State Assembly Representative Garey Bies

Bies proposed the state tax all tobacco products equally in a bill he authored called the Backpack Tobacco Act.

The bill would target flavored tobacco products that are currently exempt from Wisconsin’s cigarette tax, which allow companies to sell them at a lower price. Flavors such as cherry and chocolate and lower prices make those products attractive to young people.

The bill would also require those products be kept behind the counter.

Source:  Health First Wisconsin


State Senator Frank Lasee

Rubber duck races, often used to raise money at charity events, have come under scrutiny as violating state gambling laws after an event in Mishicot, Wis., when the Department of Justice wrote a letter to put a stop to the races.

Lasee and Rep. Andre Jacque, of De Pere, introduced a bill to allow nonprofit groups that have licenses to host raffles to also be allowed to hold rubber duck races.

Source:  Wisconsin Radio Network


Governor Scott Walker

On Friday, Sept. 27, Walker signed a declaration of emergency for the sagging Leo Frigo Bridge in Green Bay. An emergency declaration makes the project more likely to be eligible for federal repair money. Federal money can only be granted for repairs if the cause of the sag is an external force, not the natural age of the bridge. At press time the cause of the sag had not been identified.

Source:  Milwaukee Journal Sentinel


U.S. Representative Reid Ribble

Ribble released the following press release on Tuesday, Oct. 1, after the government shutdown began:

“It’s harmful and embarrassing that the federal government has reached a point of shutting down operations. This is not a moment to be proud of or to celebrate.

I’ve stated from the beginning that while I vigorously oppose Obamacare and believe it is poor healthcare policy, I do not believe shutting down the government is the correct strategy to address the flawed law. Two wrongs don’t make a right.”

Ribble voted for the amendment to include a one-year delay of the Affordable Care Act in the House’s bill that would raise the debt ceiling and avoid a shutdown. The Senate rejected the bill because of the delay amendment.

Source:  Ribble press release, Pierce County Herald


U.S. Senator Tammy Baldwin

Baldwin closed her office on Tuesday, Oct. 1, because of the government shutdown. This was posted on her official website:

“Due to a lapse in government funding, federal law and Senate rules require that my website and Senate offices shut down. I sincerely apologize for the inconvenience. Please know that I am working with my congressional colleagues to find a responsible way to end this shutdown as soon as possible. Thank you for your patience.”

Source:  Baldwin website


U.S. Senator Ron Johnson

Johnson was interviewed on CNN’s Morning Joe TV show, where he spoke against the Affordable Care Act in a discussion with former White House health care adviser Ezekiel Emanuel.

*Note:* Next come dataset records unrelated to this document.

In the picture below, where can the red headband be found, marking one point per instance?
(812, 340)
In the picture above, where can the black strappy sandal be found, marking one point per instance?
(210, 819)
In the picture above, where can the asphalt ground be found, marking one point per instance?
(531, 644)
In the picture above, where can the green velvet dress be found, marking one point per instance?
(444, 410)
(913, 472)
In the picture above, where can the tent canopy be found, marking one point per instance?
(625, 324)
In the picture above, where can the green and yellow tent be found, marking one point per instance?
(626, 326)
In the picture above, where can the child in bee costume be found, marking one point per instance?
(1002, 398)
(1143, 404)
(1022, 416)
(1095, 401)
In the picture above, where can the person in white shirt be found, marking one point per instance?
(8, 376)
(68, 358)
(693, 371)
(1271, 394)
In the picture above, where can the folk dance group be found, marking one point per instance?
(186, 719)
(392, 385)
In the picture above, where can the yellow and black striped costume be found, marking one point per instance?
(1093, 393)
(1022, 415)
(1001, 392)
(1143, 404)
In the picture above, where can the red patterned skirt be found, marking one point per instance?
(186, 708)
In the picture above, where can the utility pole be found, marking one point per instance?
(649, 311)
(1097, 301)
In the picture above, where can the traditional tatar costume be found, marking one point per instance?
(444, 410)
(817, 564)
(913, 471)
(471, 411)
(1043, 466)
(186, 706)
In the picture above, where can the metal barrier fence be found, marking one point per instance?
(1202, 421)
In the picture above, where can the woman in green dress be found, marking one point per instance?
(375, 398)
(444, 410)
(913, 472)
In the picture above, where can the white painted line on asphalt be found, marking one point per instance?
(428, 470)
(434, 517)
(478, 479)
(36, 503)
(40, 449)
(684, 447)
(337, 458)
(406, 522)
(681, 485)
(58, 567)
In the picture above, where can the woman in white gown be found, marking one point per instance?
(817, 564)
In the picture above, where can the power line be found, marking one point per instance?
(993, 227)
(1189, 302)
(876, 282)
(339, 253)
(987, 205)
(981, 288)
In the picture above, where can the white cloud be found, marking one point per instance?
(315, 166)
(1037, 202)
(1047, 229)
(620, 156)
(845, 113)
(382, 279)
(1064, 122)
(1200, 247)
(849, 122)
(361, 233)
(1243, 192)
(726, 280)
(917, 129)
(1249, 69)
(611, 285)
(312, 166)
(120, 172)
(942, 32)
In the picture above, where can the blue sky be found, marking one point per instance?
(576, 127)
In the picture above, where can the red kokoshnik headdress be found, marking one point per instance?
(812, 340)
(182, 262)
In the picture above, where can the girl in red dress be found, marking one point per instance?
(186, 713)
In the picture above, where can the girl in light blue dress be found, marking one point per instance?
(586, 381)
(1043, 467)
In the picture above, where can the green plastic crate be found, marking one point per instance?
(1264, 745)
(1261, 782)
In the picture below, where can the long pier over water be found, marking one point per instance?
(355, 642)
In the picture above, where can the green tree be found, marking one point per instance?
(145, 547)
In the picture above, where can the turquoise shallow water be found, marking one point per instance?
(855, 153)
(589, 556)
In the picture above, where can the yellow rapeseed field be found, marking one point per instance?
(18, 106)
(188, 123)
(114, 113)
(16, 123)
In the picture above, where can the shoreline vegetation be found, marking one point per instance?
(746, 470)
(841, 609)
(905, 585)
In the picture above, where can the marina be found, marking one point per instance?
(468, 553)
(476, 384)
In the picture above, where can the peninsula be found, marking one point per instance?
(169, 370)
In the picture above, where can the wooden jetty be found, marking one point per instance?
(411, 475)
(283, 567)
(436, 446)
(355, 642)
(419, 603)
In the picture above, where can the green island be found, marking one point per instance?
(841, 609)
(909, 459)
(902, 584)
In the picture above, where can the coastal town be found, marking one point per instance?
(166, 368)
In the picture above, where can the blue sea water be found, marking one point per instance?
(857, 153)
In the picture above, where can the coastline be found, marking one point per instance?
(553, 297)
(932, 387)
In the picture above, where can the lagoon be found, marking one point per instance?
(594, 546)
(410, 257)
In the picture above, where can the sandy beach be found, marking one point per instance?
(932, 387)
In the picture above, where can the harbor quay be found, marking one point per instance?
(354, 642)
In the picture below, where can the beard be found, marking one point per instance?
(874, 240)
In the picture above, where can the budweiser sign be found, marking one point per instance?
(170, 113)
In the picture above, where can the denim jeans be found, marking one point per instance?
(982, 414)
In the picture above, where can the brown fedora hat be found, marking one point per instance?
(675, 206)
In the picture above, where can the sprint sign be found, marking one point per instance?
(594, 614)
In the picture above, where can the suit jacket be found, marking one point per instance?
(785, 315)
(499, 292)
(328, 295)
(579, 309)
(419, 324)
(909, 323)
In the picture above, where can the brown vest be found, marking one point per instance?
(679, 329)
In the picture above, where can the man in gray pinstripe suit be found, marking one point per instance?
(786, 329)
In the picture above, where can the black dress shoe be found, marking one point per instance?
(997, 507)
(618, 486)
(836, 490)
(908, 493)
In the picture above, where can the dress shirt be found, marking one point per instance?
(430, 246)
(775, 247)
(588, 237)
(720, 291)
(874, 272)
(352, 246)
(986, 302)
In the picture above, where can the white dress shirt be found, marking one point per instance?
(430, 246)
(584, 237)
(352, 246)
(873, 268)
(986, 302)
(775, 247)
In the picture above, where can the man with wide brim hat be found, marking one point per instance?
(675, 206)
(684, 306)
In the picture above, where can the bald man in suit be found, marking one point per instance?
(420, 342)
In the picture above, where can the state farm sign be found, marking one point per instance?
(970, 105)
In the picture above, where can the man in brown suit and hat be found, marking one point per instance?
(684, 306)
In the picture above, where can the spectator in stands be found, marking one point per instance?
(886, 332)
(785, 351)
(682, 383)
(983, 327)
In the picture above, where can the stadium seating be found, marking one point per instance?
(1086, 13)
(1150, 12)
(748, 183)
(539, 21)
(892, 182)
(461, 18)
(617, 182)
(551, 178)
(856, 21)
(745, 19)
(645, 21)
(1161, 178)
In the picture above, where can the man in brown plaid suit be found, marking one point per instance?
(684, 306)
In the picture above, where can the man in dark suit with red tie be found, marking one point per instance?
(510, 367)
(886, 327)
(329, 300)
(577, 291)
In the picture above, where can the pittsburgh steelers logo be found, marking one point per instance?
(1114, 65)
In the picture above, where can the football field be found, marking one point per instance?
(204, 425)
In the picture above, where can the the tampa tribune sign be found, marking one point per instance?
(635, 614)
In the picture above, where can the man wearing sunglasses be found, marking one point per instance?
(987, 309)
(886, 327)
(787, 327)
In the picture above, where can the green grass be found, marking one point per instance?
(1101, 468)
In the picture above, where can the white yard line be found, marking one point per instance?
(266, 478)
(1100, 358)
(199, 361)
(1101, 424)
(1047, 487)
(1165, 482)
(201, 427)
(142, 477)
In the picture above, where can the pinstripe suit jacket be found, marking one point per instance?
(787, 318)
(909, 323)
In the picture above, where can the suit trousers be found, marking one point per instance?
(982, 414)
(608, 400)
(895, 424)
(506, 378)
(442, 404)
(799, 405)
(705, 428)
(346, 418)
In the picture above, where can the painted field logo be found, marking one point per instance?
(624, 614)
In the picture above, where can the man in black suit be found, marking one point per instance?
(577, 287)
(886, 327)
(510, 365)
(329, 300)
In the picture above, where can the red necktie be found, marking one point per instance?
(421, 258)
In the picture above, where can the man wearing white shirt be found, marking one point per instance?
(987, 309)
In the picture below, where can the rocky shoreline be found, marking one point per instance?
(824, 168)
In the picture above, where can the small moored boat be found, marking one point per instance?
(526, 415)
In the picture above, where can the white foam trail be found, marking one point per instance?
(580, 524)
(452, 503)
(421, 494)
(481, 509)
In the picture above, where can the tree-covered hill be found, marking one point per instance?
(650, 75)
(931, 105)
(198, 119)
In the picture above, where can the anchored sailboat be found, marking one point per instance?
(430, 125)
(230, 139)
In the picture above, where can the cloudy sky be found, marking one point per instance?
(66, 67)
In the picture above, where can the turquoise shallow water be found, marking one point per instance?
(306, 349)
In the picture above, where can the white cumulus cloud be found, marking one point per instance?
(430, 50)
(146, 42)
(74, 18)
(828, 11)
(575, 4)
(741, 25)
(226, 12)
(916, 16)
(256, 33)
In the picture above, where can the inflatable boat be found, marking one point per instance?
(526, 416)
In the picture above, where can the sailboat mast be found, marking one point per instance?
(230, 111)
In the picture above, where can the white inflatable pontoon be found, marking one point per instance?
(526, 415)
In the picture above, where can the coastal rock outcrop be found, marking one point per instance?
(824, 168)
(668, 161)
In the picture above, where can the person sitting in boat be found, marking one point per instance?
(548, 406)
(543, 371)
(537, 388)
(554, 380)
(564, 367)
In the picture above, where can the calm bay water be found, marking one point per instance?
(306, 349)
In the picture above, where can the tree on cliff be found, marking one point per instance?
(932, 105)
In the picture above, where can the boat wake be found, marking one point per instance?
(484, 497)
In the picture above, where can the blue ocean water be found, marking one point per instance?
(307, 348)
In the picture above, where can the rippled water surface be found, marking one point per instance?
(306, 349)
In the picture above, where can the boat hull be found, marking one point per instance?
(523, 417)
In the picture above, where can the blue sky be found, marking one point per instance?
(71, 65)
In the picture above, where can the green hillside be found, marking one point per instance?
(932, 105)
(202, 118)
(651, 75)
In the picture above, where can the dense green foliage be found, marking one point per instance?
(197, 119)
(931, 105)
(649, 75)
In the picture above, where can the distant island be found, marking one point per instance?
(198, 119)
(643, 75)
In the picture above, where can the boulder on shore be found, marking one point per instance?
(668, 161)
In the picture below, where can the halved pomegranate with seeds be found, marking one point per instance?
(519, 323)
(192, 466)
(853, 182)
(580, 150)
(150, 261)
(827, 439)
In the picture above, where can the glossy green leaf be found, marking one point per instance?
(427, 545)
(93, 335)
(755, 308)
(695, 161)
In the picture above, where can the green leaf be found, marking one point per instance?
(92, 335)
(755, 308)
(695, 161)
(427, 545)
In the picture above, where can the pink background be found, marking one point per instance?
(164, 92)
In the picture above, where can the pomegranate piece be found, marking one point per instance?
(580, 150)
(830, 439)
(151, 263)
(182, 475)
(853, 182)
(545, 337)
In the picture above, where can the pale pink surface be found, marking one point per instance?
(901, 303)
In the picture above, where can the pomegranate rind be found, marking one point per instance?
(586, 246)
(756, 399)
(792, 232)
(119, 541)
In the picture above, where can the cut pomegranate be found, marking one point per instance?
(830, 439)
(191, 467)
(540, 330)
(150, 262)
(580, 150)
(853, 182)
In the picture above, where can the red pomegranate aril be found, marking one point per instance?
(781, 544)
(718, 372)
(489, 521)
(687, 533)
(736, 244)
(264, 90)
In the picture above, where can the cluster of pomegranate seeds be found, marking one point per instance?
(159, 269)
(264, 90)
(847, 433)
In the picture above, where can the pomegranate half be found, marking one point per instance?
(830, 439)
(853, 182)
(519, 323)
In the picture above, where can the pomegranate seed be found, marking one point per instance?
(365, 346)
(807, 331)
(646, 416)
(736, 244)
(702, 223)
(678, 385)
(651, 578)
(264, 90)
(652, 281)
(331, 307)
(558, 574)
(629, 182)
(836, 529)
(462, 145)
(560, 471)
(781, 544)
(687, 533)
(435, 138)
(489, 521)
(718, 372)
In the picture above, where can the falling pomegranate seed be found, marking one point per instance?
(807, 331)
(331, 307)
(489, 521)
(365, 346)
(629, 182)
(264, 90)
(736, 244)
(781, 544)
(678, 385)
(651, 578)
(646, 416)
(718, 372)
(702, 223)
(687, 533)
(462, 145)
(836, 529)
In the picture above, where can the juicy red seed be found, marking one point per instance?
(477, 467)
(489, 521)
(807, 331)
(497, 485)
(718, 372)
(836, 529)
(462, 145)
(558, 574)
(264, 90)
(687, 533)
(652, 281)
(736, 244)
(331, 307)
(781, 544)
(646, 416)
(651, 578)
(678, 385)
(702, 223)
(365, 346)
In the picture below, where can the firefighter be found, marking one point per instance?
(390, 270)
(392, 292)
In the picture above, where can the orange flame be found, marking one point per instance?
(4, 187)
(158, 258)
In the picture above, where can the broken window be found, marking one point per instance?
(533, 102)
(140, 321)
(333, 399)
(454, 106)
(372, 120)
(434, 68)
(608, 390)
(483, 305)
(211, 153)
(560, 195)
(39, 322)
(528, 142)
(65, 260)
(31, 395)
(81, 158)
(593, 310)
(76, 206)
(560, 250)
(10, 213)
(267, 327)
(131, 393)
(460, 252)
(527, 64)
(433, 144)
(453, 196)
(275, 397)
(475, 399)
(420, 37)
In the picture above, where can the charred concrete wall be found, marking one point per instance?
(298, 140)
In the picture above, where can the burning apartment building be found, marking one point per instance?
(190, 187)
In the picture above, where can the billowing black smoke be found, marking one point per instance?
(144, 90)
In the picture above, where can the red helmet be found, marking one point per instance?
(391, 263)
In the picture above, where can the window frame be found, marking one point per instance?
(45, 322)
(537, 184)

“This still isn’t ready for prime time,” Johnson said. “Listen, doctor, I think you’re a smart guy, but I don’t think you know how to take over 1/6 of our economy and do it well and that’s why I’m opposed to this thing. It’s going to do great harm to our health care system. It’s going to bankrupt our budget further. It’s going to really be an assault on our personal freedoms.”

Source:  MSNBC


President Barack Obama

Obama addressed U.S. military troops on Wednesday, Oct. 1, saying they will stay on duty and get their paychecks on time despite the government shutdown.

“Those of you in uniform will remain on your normal duty status,” he said in a video. “Threats to our national security have not changed, and we need you to be ready for any contingency. Ongoing military operations like our efforts in Afghanistan will continue. If you’re serving in harm’s way we’re going to make sure you get what you need.”